E1D2 - E3D2 = E1B2 - E3C2
= E1P1 - E3P3
= E1L - E3L.


It therefore appears that D2 is the point of contact of the incircle of A1LA3 with A1A3. This fact actually does not depend on whether points E1 and E3 lie between A1 and A3 and holds equally well in other configurations. Thus it holds for each of the three triangles with the side lines LEi, LEk, and EkEi. The Malfatti circle inscribed into this triangle touches LEi in Fi, LEk in Gk, and, as we agreed before, EkEi in Dj. Note that

A1D2 - A1D3 = C2D2 - B3D3
= P3G3 - P2F2
= P1F1 - P1G1
= F1G1.


Hence, the second common tangent of the two circles goes through A1, and similar considerations apply to the other two vertices. Further,

D2F2 = D2P2 + P2F2
= D2C2 + D3B3
= P3G3 + D3P3
= D3G3.


We see then that the points D2 and D3 on the incircles D2F1G3 and D3F2G1 have equal tangent segments with respect to the other circle. The tangents at these points therefore meet on the circle of similitude of the two circles D2F1G3 and D3F2G1. The tangents being A1D2 and A1D3, we conclude that A1 lies on the circle of similitude of the two circles D2F1G3 and D3F2G1. By a property of the circle of similitude, the line from A1 to the internal center of similarity of the two circles bisects the vertex angle A1. But, as we have seen, this line is tangent to the circles D2F1G3 and D3F2G1. We conclude that the bisector of the vertex angle at A1 is one of the common tangents the circles D2F1G3 and D3F2G1. It follows that the circle DjFiGk is inscribed into triangle AiLAk. Thus, if Malfatti's problem has a solution, the solution can be obtained by Steiner's construction.

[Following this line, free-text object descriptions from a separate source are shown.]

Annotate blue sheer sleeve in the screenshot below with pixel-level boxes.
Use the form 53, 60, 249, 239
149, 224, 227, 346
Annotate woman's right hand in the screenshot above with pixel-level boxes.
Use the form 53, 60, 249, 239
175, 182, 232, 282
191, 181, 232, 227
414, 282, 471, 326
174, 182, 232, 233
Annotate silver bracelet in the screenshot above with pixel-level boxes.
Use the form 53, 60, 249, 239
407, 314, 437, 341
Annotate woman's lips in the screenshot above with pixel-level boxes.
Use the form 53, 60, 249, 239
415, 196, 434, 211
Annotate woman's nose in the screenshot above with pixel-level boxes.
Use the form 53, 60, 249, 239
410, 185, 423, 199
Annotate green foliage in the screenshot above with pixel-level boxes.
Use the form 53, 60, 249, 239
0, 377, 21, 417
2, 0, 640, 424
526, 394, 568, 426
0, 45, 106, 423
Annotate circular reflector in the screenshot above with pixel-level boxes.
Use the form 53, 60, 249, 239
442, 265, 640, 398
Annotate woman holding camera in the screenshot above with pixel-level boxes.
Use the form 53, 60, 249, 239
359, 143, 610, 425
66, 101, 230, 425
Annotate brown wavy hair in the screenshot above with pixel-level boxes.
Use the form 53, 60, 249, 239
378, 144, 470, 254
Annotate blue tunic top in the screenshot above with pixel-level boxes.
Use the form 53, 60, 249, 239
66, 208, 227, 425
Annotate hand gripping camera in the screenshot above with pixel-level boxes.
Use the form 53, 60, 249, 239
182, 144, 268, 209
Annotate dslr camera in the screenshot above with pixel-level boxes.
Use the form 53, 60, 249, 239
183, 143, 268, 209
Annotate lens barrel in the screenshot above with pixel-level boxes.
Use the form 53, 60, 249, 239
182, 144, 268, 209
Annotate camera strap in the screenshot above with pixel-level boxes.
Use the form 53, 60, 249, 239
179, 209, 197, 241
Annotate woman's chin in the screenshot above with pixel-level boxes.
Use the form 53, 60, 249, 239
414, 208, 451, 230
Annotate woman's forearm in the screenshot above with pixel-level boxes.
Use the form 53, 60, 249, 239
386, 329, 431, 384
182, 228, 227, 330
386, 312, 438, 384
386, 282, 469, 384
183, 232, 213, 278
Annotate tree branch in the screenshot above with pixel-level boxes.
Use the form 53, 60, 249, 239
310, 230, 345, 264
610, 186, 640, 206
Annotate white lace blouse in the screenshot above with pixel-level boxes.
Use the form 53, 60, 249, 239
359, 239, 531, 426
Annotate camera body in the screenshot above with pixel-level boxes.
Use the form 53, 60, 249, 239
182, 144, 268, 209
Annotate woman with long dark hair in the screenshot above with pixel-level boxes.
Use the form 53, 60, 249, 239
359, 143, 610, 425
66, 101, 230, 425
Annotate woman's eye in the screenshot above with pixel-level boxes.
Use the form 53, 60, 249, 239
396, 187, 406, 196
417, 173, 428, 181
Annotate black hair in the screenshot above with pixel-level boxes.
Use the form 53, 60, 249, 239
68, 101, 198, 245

Conversely, if a very small circle be drawn tangent to two sides of the triangle, the two circles each touching this little circle and two other sides will surely intersect. But if the little circle swells up, always touching the two sides until it becomes the incircle, the other two circles shrinking in the process, are eventually separated it. Hence, for some intermediate value of the little circle, the three will touch. Hart's solution is thus complete.